Should “by pulling a switch or” be included here. I think not.
Felix, I know normally I rely on you to proof my articles :-), but in this case I cannot see the problem. The phrase ‘…between killing one to save the five by pulling a switch or by throwing a man off a bridge’ is correct because those are the two alternatives between which Greene sees no objective moral difference, but most people instinctively do.
Having analysed it, I am clearer about what is says and have located the source of my confusion.
We have 4 scenarios, T1 & T2 (T= trolley), S1 & S2 (S=stranger).
“In auto mode, our brains perceive it as moral to [T1] so that only one rather than five people are killed, and immoral to [not S1]. But auto mode is not subtle or powerful enough to detect the moral link between [S1] and [S2], or between killing one to save the five by [T1] or [T2].”

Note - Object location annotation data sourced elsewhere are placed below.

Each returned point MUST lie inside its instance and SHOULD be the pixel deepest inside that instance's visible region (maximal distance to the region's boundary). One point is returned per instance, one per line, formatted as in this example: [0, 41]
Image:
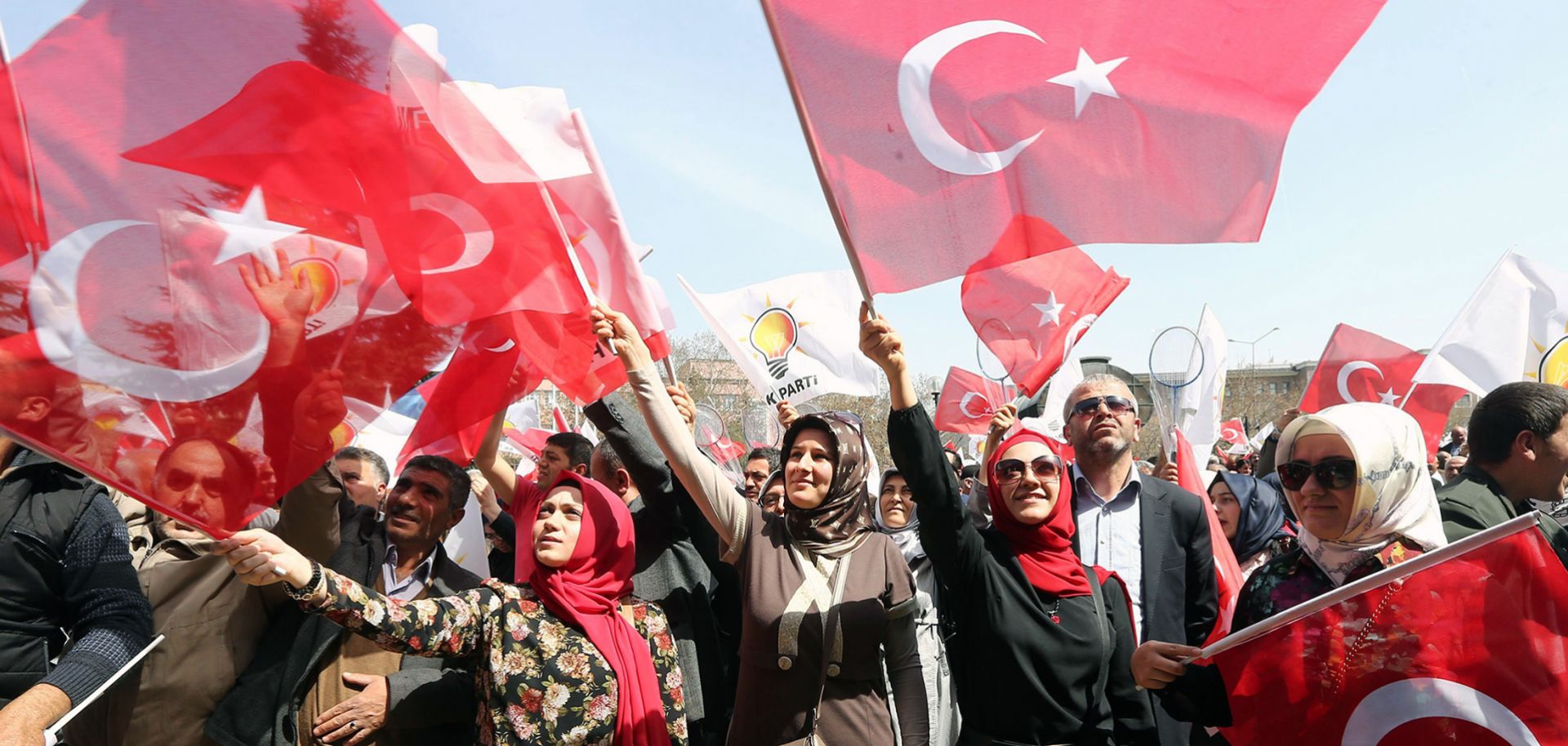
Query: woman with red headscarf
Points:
[564, 657]
[1041, 645]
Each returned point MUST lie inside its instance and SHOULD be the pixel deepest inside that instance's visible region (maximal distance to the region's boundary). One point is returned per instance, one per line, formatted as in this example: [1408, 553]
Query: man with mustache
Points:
[313, 682]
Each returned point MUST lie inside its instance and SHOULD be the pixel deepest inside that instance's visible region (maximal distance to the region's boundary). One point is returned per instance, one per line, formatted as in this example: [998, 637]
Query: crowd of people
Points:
[639, 596]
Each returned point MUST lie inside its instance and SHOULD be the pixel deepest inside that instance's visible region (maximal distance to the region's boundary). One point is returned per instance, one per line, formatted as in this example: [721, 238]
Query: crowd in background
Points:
[640, 596]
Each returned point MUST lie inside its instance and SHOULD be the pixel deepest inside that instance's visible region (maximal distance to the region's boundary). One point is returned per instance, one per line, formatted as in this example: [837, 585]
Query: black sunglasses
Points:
[1333, 473]
[1114, 405]
[1045, 468]
[180, 480]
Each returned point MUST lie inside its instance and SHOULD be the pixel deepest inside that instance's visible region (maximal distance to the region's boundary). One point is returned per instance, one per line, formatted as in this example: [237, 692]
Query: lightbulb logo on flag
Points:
[794, 350]
[773, 335]
[1552, 369]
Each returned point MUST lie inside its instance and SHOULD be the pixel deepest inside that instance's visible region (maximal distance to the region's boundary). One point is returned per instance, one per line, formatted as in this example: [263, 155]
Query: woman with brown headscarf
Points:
[819, 568]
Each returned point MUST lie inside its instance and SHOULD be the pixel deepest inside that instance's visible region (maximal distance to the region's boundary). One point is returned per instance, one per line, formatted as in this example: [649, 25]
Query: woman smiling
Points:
[1356, 478]
[1041, 643]
[549, 651]
[826, 601]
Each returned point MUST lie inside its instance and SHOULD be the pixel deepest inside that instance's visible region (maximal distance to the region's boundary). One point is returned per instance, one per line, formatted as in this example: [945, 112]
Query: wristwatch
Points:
[301, 593]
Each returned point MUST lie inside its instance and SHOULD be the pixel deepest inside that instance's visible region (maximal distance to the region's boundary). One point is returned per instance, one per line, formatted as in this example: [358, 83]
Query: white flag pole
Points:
[52, 734]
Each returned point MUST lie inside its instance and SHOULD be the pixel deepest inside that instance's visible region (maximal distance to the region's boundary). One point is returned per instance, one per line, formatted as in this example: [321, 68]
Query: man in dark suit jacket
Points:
[1518, 439]
[305, 662]
[1150, 531]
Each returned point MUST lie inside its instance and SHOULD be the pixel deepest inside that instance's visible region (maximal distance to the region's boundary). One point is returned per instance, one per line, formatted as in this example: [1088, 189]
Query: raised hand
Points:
[880, 342]
[356, 718]
[320, 408]
[684, 405]
[283, 296]
[787, 414]
[262, 558]
[1000, 422]
[615, 330]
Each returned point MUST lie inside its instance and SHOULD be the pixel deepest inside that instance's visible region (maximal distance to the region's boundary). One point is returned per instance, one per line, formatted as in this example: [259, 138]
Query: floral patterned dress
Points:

I think the structure of the ‘between’ clause requires an ‘and’ rather than an ‘or’:
“auto mode is not subtle or powerful enough to detect the moral link between killing one to save the five by pulling a switch and by throwing a man off a bridge.”
However, with this change it doesn’t work very well as a sentence and I will not waste more of your time proposing alternatives to an already published text!
Greene’s division of manual and auto mode fits neatly with research in behavioural psychology and decision making, such as: http://en.wikipedia.org/wiki/Thinking,_Fast_and_Slow
“Now imagine that you are standing on a bridge under which the runaway train will pass. You can stop the train – and the certain death of five people – by dropping a heavy weight in front of it. There is, standing next to you, an exceedingly fat man. Would it be moral for you push him over the bridge and onto the track? Most people now say ‘No’, even though the moral dilemma is the same as before..”
It really isn’t the same. No “exceedingly fat man” would carry sufficient heft to stop a runaway train. Throw him off the bridge and you are just adding to the body count.
To put it another way, if he really were that fat, then pushing him off the bridge would be physically impossible.